Lloyd's has unveiled plans to radically modernise its offices to accommodate more staff.
As part of the changes, the ground floor will be redeveloped, with Gallery 11 hosting a new “visual sculpture” of people working in the market.
The renovations have been prompted by the sale of Lloyd's 1958 building to property developer British Land. The 400 staff currently working in the 1958 building will relocate to the Lloyd's building at One Lime Street, before the end of December and space must be made for them.
Earlier this year, the fifth floor of One Lime Street was completely rebuilt to accommodate its regulatory and legal team. Now there are plans to move the Nelson Collection, the biggest display of Lord Nelson's possessions, from the concourse to the basement area.

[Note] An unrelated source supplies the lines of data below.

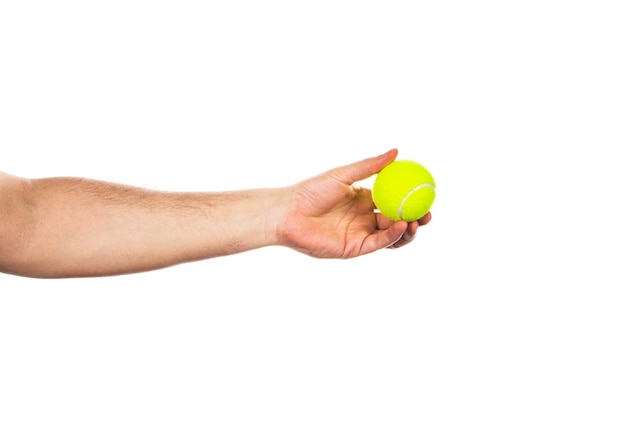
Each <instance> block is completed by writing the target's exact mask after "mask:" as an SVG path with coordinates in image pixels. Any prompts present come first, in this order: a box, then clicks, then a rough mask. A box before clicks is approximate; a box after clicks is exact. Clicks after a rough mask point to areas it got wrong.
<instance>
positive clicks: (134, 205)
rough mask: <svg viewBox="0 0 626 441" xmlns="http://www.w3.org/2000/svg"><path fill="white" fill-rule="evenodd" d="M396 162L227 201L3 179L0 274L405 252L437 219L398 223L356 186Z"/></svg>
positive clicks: (105, 188) (369, 167) (41, 273)
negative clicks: (415, 237)
mask: <svg viewBox="0 0 626 441" xmlns="http://www.w3.org/2000/svg"><path fill="white" fill-rule="evenodd" d="M396 156H397V150H396V149H393V150H390V151H388V152H386V153H384V154H382V155H380V156H377V157H371V158H367V159H364V160H361V161H358V162H355V163H352V164H349V165H344V166H341V167H337V168H334V169H332V170H329V171H326V172H325V173H322V174H320V175H318V176H315V177H312V178H309V179H307V180H304V181H301V182H298V183H296V184H294V185H291V186H287V187H281V188H266V189H251V190H240V191H232V192H219V193H218V192H194V193H189V192H183V193H181V192H178V193H176V192H161V191H154V190H148V189H143V188H137V187H129V186H125V185H120V184H116V183H110V182H101V181H95V180H90V179H83V178H72V177H70V178H66V177H55V178H42V179H25V178H21V177H17V176H12V175H9V174H4V173H0V271H1V272H5V273H9V274H15V275H21V276H27V277H39V278H59V277H88V276H89V277H93V276H109V275H117V274H126V273H134V272H141V271H150V270H156V269H159V268H164V267H168V266H172V265H177V264H180V263H185V262H191V261H197V260H202V259H209V258H213V257H218V256H225V255H229V254H234V253H240V252H245V251H249V250H253V249H256V248H261V247H266V246H274V245H277V246H286V247H289V248H292V249H294V250H296V251H299V252H302V253H305V254H307V255H310V256H313V257H318V258H353V257H357V256H361V255H364V254H368V253H372V252H374V251H377V250H380V249H383V248H399V247H402V246H405V245H407V244H408V243H410V242H411V241H412V240H413V239H414V237H415V234H416V232H417V229H418V227H419V226H420V225H426V224H427V223H428V222H429V221H430V219H431V215H430V213H428V214H426V215H425V216H424V217H423V218H422V219H420V220H419V221H415V222H410V223H407V222H405V221H398V222H394V221H392V220H389V219H387V218H385V217H384V216H382V215H381V214H380V213H378V212H376V211H375V207H374V204H373V202H372V197H371V193H370V191H369V190H368V189H364V188H360V187H358V186H357V185H355V183H356V182H358V181H361V180H363V179H366V178H368V177H370V176H372V175H374V174H375V173H378V172H379V171H380V170H381V169H382V168H383V167H385V166H386V165H387V164H389V163H391V162H392V161H393V160H394V159H395V158H396ZM268 207H272V209H271V210H269V209H268Z"/></svg>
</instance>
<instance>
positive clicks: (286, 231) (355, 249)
mask: <svg viewBox="0 0 626 441" xmlns="http://www.w3.org/2000/svg"><path fill="white" fill-rule="evenodd" d="M397 154H398V151H397V150H396V149H392V150H390V151H388V152H386V153H384V154H382V155H380V156H377V157H373V158H368V159H364V160H361V161H359V162H355V163H352V164H349V165H345V166H341V167H337V168H335V169H332V170H329V171H327V172H325V173H322V174H321V175H318V176H315V177H313V178H310V179H308V180H305V181H302V182H300V183H298V184H295V185H294V186H292V187H290V188H289V189H290V192H291V196H292V199H291V203H290V206H289V209H288V210H287V214H286V218H285V220H284V223H283V224H282V225H280V226H279V242H280V244H282V245H285V246H288V247H290V248H293V249H295V250H297V251H300V252H303V253H305V254H308V255H311V256H314V257H326V258H350V257H356V256H361V255H363V254H368V253H371V252H373V251H376V250H379V249H382V248H400V247H402V246H404V245H407V244H408V243H410V242H411V241H412V240H413V239H414V237H415V233H416V232H417V229H418V226H420V225H426V224H427V223H428V222H430V219H431V214H430V213H427V214H426V215H425V216H424V217H423V218H421V219H419V220H417V221H414V222H406V221H393V220H391V219H388V218H386V217H385V216H383V215H382V214H380V213H378V212H376V211H375V206H374V203H373V201H372V195H371V191H370V190H368V189H365V188H360V187H358V186H357V185H355V182H358V181H361V180H364V179H366V178H368V177H370V176H372V175H374V174H376V173H378V172H379V171H380V170H382V169H383V168H384V167H385V166H386V165H388V164H390V163H391V162H393V160H394V159H395V158H396V156H397Z"/></svg>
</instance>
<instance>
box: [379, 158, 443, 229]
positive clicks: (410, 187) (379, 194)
mask: <svg viewBox="0 0 626 441" xmlns="http://www.w3.org/2000/svg"><path fill="white" fill-rule="evenodd" d="M372 198H373V200H374V204H375V205H376V208H378V209H379V210H380V212H381V213H382V214H383V215H384V216H385V217H388V218H389V219H393V220H396V221H398V220H405V221H407V222H412V221H414V220H417V219H420V218H422V217H423V216H424V215H425V214H426V213H428V211H429V210H430V207H431V206H432V204H433V202H434V201H435V180H434V179H433V177H432V175H431V174H430V172H429V171H428V170H427V169H426V168H425V167H424V166H423V165H421V164H419V163H417V162H415V161H409V160H397V161H394V162H392V163H391V164H389V165H388V166H386V167H385V168H383V169H382V170H381V171H380V172H379V173H378V175H377V176H376V179H375V180H374V185H373V187H372Z"/></svg>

The building will also have to provide catering facilities for all its staff – its two existing restaurants are to be knocked down and joined together. Both have now closed for refurbishment.
Gallery 11, which has not been touched since the building first opened in 1986, will also be modernised. Offices for an additional 20 staff have already been constructed.
In addition, the floor will host the “Millennium Image”, a single image made up of ten photographs of 2,000 people in the underwriting room, mounted on 5ft-high metal stands. This will rotate round 360 degrees and will replace the old display cases, becoming the centre piece of the gallery.
Spokesman for Lloyd's, Adrian Beeby, said: “Lloyd's has a tradition of moving buildings throughout its 300-year history and this move will require considerable restructuring of the two floors.
“The ‘Millennium Image' will add a more modern flavour and will document the market at the turn of the millennium, in comparison with the big pictures from the 1940s and 1960s.”
The sculpture, which is being created by Mike Rolls, will feature more women, younger people and mixed races. The ten images were taken over a three-day period, as people had to be arranged in each of the photographs in turn.
As a school boy prank, some staff ran from one side of the room to the other during the operation.
“People were spotted appearing in the picture twice,” said Beeby. “But they were removed using computer technology. Others who were never there were also added in.”